15. Why do states such as Iran and North Korea seek nuclear weapons?

States such as Iran and North Korea seek nuclear weapons because of the imminent threat that they deem to be facing. Primarily, such countries seek to have nuclear weapons in order to be able to match their perceived threats (other countries they consider to be threats and which have more powerful conventional military capacity). For example, North Koreas started building its nuclear capacity when it was received that South Korea, its enemy, was getting militarily stronger. This has been exacerbated by the involvement of the US in the Korean Peninsula, and its support for South Korea. Therefore, North Korea pursuit for nuclear weapons is a strategy for the country to defend itself in case of an incursion by the South Korea and/or the US or other militarily powerful neighbours like China. Similarly, Iran’s nuclear program was fuelled by the perceived threat of a US attack, especially when the US stationed its naval power near the shores of Iran.

18. How can you explain Russia’s behaviour over the past few years on the international political stage?

Russia’s behaviour over the past few years on the international political arena can be described as an attempt by the country to redefine itself as a superpower. This can be seen through actions such as the annexation of the Crimea region that was claimed by Ukraine despite condemnation by several countries, the alleged downing of a Malaysian Airlines plane in the conflict with Ukraine, the involvement of Russia in the Syrian civil war, and Russia’s increased aggression towards the US over the Syrian civil war. Russia also used its veto power in the UN Security Council, together with China, to vote against a resolution that called for the turmoil in Syria to be referred to the International Criminal Court. In all these cases, it can be seen that Russia is trying to tell the world that it still wields the power that it once had as superpower together with the US and that it can influence international policy.

20. What are the greatest challenges facing global politics today?

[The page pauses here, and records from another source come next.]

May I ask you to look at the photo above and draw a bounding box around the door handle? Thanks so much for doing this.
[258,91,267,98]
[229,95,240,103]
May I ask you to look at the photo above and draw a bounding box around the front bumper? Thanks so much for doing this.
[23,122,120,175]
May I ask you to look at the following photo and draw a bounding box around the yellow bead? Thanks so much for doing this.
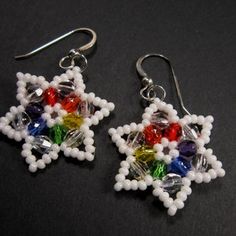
[63,113,84,129]
[134,145,155,163]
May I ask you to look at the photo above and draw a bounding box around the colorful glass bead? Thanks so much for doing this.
[134,145,155,163]
[161,173,183,194]
[151,112,169,130]
[27,84,43,102]
[32,135,53,154]
[63,113,84,129]
[64,129,84,148]
[78,101,95,118]
[126,132,145,149]
[28,117,47,136]
[164,123,182,141]
[11,112,31,131]
[49,124,67,144]
[129,161,148,180]
[150,160,167,179]
[143,125,162,146]
[61,94,81,112]
[192,154,208,172]
[25,103,44,119]
[183,124,200,140]
[168,157,191,177]
[178,140,197,160]
[58,81,75,98]
[43,87,58,106]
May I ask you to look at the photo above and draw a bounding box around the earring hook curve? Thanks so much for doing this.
[136,53,190,115]
[14,27,97,72]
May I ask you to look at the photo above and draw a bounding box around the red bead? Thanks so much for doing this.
[164,123,182,141]
[43,87,58,106]
[61,94,81,113]
[143,125,162,146]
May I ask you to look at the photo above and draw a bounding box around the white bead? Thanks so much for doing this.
[115,174,125,182]
[174,199,184,209]
[138,180,147,191]
[167,205,177,216]
[29,162,38,173]
[114,182,123,191]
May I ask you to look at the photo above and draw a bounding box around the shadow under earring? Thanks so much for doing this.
[109,53,225,216]
[0,28,114,172]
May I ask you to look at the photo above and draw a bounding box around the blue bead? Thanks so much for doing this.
[28,117,47,136]
[25,103,44,119]
[167,157,191,177]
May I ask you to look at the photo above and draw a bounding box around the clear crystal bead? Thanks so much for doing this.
[58,80,75,98]
[183,124,200,140]
[192,154,208,172]
[78,101,95,118]
[126,132,145,149]
[32,135,52,154]
[151,112,169,129]
[129,161,148,180]
[12,112,31,131]
[161,173,183,194]
[27,84,43,102]
[64,129,84,148]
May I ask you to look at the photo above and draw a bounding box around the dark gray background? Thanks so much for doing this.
[0,0,236,236]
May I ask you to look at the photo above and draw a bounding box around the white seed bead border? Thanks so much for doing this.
[0,67,115,172]
[108,98,225,216]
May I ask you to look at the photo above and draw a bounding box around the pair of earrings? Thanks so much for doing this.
[0,28,225,215]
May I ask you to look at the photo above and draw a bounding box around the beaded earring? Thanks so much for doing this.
[0,28,115,172]
[109,53,225,216]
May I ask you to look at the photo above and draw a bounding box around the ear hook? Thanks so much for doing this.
[136,53,190,115]
[14,28,97,72]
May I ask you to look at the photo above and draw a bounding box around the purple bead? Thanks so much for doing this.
[178,140,197,160]
[25,103,44,119]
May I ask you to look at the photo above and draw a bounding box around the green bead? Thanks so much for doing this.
[49,125,67,144]
[134,145,156,164]
[150,160,167,180]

The first challenge is food security. Despite the world population growing, there are indications that many people across will continue lacking food especially due to problems such as drought, floods and poor distribution of food to where its required. Already, many people, especially in Africa and Asia, do not get adequate food. Another challenge is climate change. Over the last 50 years, the Earth’s mean land temperature has increased by nearly 1 °C due to human activity and greenhouse gas emissions. It the situation is not tames, the Earth will continue experiencing unpredictable weather patterns and catastrophic events such as droughts and floods. Another is issue lack of inclusive growth. Over the years, the gap between the richest people and the poorest people in the world has continued to increase, suggesting lopsided growth. Another key challenge is terrorism. Terrorism has evolved and is now practices using more sophisticated and hard to predict methods across the globe.